22.9.10

Fish Tank


Großbritannien, Niederlande 2009 (Fish Tank) Regie: Andrea Arnold mit Katie Jarvis, Rebecca Griffiths, Michael Fassbender 124 Min.

Wenn keines der Label wie „Romantische Komödie“ oder „Road-Movie“ richtig passt und wenn eine Regisseurin gleich mit ihren beiden ersten langen Spielfilmen den Preis der Jury in Cannes erhielt, dann lohnt sich die Aufmerksamkeit. Andrea Arnold ist eine junge britische Regisseurin, die in ihrem Langfilm-Debüt „Red Road“ die verstörende Geschichte einer Sicherheitsangestellten erzählte, welche bei der Videoüberwachung eine Person aus ihrer Vergangenheit entdeckt hat. In „Fish Tank“ steht wieder eine Frau im Mittelpunkt, diesmal ein junges Mädchen, das Orientierung sucht.

Eindrucksvoll ist dieser Vernichtungs-Feldzug, den die 15-jährige Mia (Katie Jarvis) in ihrer Umgebung anrichtet! Es steckt so viel Wut in diesem schmächtigen Körper, da muss schon mal die Nase einer Freundin dran glauben. Im schwierigen Verhältnis mit der Mutter ist der beste Moment ein Abschied. Wenn man sich zum Abschied wenigstens ein „ich hasse dich“ entgegenschleudert, ist noch alles im Rahmen. Es kann aber auch heftiger und deftiger werden, in diesem Arbeiterviertel mit den aufeinander gedrängten Sozialwohnungen. In Mias Leben mit der Mutter und der kleinen Schwester bot bislang der Tanz einen Fluchtpunkt. Bei eindrucksvollen „Moves“ zwischen HipHop und freiem Tanz schreit sie Aggressionen heraus. Dann steht eines Tages der knackige neue Freund der Mutter in der Küche herum. Es entsteht sofort enorme Spannung, die offen lässt, wer hier eigentlich verführt.

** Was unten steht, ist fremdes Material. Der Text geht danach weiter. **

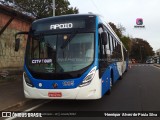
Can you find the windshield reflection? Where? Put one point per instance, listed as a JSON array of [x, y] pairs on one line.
[[77, 54]]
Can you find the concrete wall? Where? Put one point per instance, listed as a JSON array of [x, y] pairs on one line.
[[8, 57]]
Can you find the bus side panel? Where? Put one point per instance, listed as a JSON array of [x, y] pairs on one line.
[[106, 81]]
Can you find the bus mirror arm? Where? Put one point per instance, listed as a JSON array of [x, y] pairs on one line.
[[17, 40]]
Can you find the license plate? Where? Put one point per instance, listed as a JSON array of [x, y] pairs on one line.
[[54, 94]]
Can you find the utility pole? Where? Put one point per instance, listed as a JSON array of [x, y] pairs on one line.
[[53, 7]]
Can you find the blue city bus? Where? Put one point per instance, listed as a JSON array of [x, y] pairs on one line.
[[71, 57]]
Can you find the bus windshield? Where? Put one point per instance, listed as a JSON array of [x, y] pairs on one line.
[[60, 53]]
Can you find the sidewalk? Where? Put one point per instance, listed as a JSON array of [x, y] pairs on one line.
[[11, 88]]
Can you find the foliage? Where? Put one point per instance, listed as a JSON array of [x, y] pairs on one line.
[[141, 49], [138, 48], [41, 8]]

„Fish Tank“ ist immer besonders spannend, wenn es darum geht, wer gerade die Macht hat. Nicht „Die Macht“ aus „Star Wars“, sondern die aus dem ganz alltäglichen zwischenmenschlichen Balance-Spiel. Diese dynamische Intensität wird eindringlich gespielt von der jungen, mittlerweile preisgekrönten Laien-Darstellerin Katie Jarvis und Michael Fassbender („Inglourious Basterds“, „Hunger“) als dem neuen Freund der Mutter. Dieser wartet mit einer Überraschung auf, genau wie der sagenhaft dichte Film seine Figur unerwartet weitertreibt: Mia erlebt man im Wechsel vom Terror-Mädchen, das in den ersten 15 Minuten einen atemberaubende Zerstörungsschneise schlägt, zu einer sehr vielschichtigen und empfindsamen Figur. „Fish Tank“ ist dabei stellenweise märchenhaft, dann wieder ganz real in einer lebensgefährlichen Situation, die Mia herbeiführt. In Momenten der Nähe kann die bemerkenswerte Regisseurin Andrea Arnold problemlos mit Zeitlupe arbeiten. Sie hat ihre eigene Sprache, genau wie die drei Frauen in der engen Wohnung. Diese verstehen sich in der Musik, kennen alle den gleichen Tanz zum Musikvideo im dauerlaufenden Fernseher.

„Fish Tank“ wurde nach Premiere in Cannes 2009 und dem Preis der Jury mit weiteren Auszeichnungen überhäuft: Beste Darstellerin, Edinburgh 2009; Beste Regie bei den British Independent Film Awards 2009 und Gewinner des „Outstanding British Film“ bei den Britischen Filmpreisen 2010.